Darren Aronofsky Ought to Make an Oil Sands Documentary

Cenovus’ Christina Lake oil sands operation

Darren Aronofsky’s been making the rounds on the internet recently more for a piece of environmental writing published on The Daily Beast than for one of his films, so it seems to me the only logical next step would be to combine the two. Did anyone else notice that an incredible story readily discloses itself in Aronofsky’s diary? It reads almost like an environmentalist version of Joseph Conrad’s Heart of Darkness, with environmental violations taking the place of slavery, the oil-profiteering Suncor dutifully filling in for the tyrannical slave-dealing Company, and things looking bleaker and grimmer for the human race as Aronofsky and his team travel upriver.

Not only does Aronofsky expose the root of the problem in Alberta clearly in his account, but he also demonstrates a need for heightened attention to the issue when he writes “It’s funny [that the situation in Alberta is so extreme] because as an American you somehow always think Canada is on the right side of the issues”. The vast majority of Canadians have willfully deluded themselves to this same conclusion. Even with the lengthening litany of environmental, legal and social abuses the Canadian government has left in its wake, many still refuse to acknowledge that there might be something amiss in Canada. They casually wave away the mounting odour of a jingoistic conservative minority that believes Canada’s resources to be the sole property of a select few. They see no problem with suborning a whole country to strip-mine its environment for a temporary gain which spares no thought for the future.

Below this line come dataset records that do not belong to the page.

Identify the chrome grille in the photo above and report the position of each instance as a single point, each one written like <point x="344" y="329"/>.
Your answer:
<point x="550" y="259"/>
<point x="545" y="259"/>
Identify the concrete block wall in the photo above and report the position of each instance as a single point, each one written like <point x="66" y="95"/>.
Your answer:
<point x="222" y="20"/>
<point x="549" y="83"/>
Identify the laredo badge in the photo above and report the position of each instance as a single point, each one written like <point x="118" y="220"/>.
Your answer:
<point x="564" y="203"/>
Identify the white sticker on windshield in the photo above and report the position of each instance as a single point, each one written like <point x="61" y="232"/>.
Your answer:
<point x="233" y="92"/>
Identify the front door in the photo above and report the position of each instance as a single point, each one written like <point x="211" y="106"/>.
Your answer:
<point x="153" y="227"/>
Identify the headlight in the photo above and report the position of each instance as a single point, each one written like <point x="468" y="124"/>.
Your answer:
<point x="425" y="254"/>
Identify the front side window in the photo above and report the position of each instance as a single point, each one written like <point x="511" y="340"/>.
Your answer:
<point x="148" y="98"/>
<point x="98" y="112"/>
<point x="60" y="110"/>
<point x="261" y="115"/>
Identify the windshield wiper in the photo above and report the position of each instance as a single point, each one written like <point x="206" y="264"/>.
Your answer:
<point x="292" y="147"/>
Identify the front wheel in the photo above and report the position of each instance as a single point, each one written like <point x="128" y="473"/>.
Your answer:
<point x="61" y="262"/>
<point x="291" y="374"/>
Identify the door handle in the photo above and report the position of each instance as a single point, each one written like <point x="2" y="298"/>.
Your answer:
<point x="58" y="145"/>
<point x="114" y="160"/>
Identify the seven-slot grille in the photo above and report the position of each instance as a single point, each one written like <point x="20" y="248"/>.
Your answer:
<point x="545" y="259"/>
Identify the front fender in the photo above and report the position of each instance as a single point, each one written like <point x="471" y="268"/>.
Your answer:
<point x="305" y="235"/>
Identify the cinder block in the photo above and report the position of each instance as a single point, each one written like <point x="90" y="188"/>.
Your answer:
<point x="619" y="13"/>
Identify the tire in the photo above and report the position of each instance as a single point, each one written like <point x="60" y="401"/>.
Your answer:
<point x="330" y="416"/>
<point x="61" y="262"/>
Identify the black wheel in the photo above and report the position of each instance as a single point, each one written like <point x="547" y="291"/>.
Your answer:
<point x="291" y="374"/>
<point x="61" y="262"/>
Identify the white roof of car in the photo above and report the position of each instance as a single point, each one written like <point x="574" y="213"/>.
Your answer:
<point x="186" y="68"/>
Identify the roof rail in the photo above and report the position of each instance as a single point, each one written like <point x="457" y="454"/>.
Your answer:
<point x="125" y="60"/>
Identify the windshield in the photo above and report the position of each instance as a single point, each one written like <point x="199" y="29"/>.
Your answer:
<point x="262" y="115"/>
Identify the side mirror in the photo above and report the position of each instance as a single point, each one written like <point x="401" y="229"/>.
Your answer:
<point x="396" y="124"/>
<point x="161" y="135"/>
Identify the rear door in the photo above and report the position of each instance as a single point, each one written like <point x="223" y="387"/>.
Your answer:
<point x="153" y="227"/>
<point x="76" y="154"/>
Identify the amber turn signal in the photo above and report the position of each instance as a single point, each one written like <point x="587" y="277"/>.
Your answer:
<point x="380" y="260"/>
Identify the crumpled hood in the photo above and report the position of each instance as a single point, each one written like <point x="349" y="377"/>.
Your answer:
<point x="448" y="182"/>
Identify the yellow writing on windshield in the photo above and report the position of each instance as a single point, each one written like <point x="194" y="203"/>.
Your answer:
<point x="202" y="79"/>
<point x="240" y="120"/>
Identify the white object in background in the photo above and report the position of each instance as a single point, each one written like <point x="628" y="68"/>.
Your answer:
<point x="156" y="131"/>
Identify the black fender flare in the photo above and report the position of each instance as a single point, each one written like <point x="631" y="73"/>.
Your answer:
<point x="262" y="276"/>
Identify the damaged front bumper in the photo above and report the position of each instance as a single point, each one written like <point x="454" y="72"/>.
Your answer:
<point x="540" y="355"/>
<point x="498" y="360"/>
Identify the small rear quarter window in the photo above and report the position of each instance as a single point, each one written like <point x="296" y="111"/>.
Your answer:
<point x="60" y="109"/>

Other than the constant drone of journalists reporting back some new fresh hell about the oil sands, not much of a fuss has been made in the popular consciousness about the situation in Alberta. Sure, there’s one documentary on Youtube about it, but Youtube is hardly the source for authoritative information. There’s another documentary on Netflix featuring forty-five minutes of aerial flybys of the Alberta oil sands. But with no music, no facts, and no Al Gore (it is otherwise silent save for some abstract sounds) it’s rather useless as a documentary. Aronofsky and DiCaprio could give us that ole’ time religion, Sodom and Gomorrah apocalyptic agitprop cinema that seems sorely needed to wake up these dumb statues and breathing stones in society.

According to the National Post, DiCaprio is already at work on his own environmental documentary, but I see no harm in Aronofsky doing his own. Or why not a collaboration between the two? What better pair for this material could there be between Aronofsky, energized by his recent, eco-toned apocalyptic visions in Noah, and DiCaprio, longtime defender and proselytizer of environmentalism?

“Someone else says it doesn’t feel like Canada,” Aronofsky writes, “feels more like Russia”. The suggestion is not far removed from the reality since both countries are ruled by political thuggery and oligarchical monopoly (the Ford Dynasty in Toronto being the most recent, ruinous and failed example). Indeed, Russia’s claim for the Arctic follows roughly the same logic as the Harper government: if nobody else is going to use it for profit then we might as well. A similar argument can be traced back to the Dawes Act of 1887, enacted so that the US Congress could appropriate land from Native Americans, whom the Congress felt weren’t using the resource-rich land to its fullest potential. As a Canadian I’m not so much embarrassed by this current situation as I am enraged by it, and I’m quite happy to let Aronofsky and DiCaprio be the ones to radicalize me.

The Cancer of Canada: The Alberta oil sands. Notice the stark division between the “developed” area and the undeveloped side. I’ll leave you to determine what Suncorp and the Canadian government call each side.